The exploitation of unpublished documents from foreign and Romanian archives, the re-examination of the cultural settlements of Bessarabia and of Romanian cultural personalities. By bringing old books and manuscripts into print, Paul Mihail’s studies on monasteries, churches, ecclesiastical and cultural personalities will continue to enrich our knowledge of the history of Romanian culture in Bessarabia. Paul Mihail’s writings on Bessarabia occupy a predominant place in his oeuvre (more than 200 bibliographical titles), beginning with the study on parish libraries published in the journal Luminătorul in Chișinău in May 1928 and ending with his last work, published in one volume by Ed. Academiei, Romanian-language documents printed in Bessarabia (1812-1830), published in 1993, which was awarded the “E. Hurmuzaki” prize. For all the hardships and shortcomings he endured, God rewarded him with the joy of writing, of discovering unpublished works and discoveries for Romanian historiography.
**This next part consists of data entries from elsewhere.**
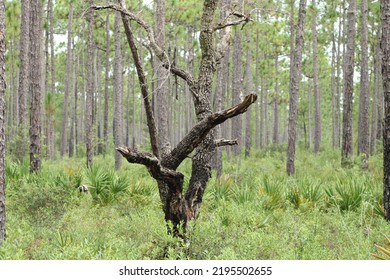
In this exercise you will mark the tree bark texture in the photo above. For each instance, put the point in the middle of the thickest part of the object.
(35, 84)
(180, 207)
(294, 89)
(106, 83)
(385, 46)
(237, 89)
(65, 121)
(89, 93)
(349, 63)
(24, 61)
(363, 127)
(275, 133)
(162, 83)
(2, 122)
(118, 90)
(317, 101)
(248, 88)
The longing for his homeland and the great pain he carried in his soul all his life for his Romanian brothers on the other side of the Prut, torn from the bosom of the motherland by the empire of the Antichrist, led him to write about Bessarabia, to prove its Romanianness and the continuity of the pure Romanian language, especially in the villages. (I will only mention the study Priests Fighting for the Romanian Language until the Political Completion of the Romanian National State in 1918, for the publication of which he struggled for years until it appeared in the journal Mitropolia Moldovei și Sucevei, no. 10-12/1983, pp. 674-681).
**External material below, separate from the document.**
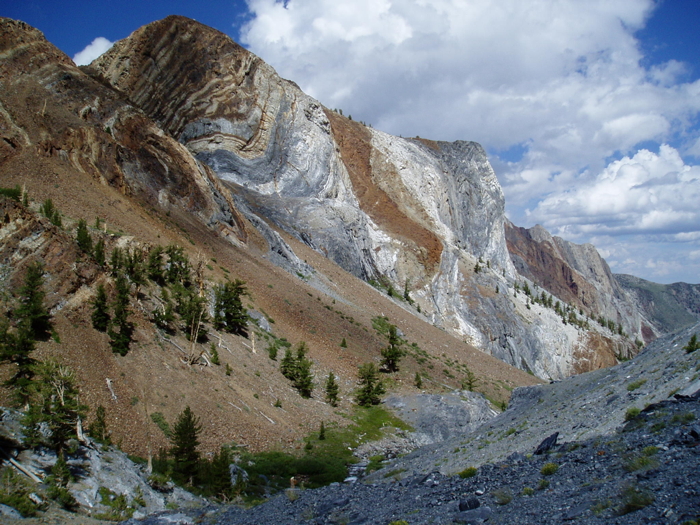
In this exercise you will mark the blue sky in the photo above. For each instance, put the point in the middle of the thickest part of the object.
(588, 109)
His scientific works, for which he had collected documentary material since his youth, since they mostly concerned Bessarabia, could not be published after 1944. For more than three decades, he approached all the historical-scientific publications in order to publish new contributions to the old Romanian bibliography, with unpublished testimonies concerning the prints of Bessarabia from 1812-1918. The Academia publishing house officially replied that it could not include them in the bibliographical journal because “they contain references to deposits in a territory that is not part of the Romanian P.R.”. And the History Journal also cited circumstantial reasons. It was only in 1985, thanks to the courage of the historians Stefan S. Gorovei and Leon Simanschi, from the editorial staff of the Historical Yearbook of the “A. D. Xenopol” Institute in Iasi, that the publication of this documentary evidence of Romanian culture in Bessarabia, from the 16th to the 20th century, began. XIX. CENTURY. However, the name Bessarabia could not be mentioned and crosses were used for the fragments that were omitted from the text.

Between 1941 and 1945, he was the director of the Church Museum in Chișinău, of art and religious books. He enriched the exhibits of the museum and discovered rare pieces of the national heritage. (In the manuscript there is a moving and tragic article Ten years of wandering of the Church Historical Museum, which he could not print). During the same period, he also held other scientific positions: 1929-1938, secretary of the Historical Monuments Commission of the Basarabia Region, and between 1932-1944, member of the Ecclesiastical-Historical-Archaeological Society of Bessarabia.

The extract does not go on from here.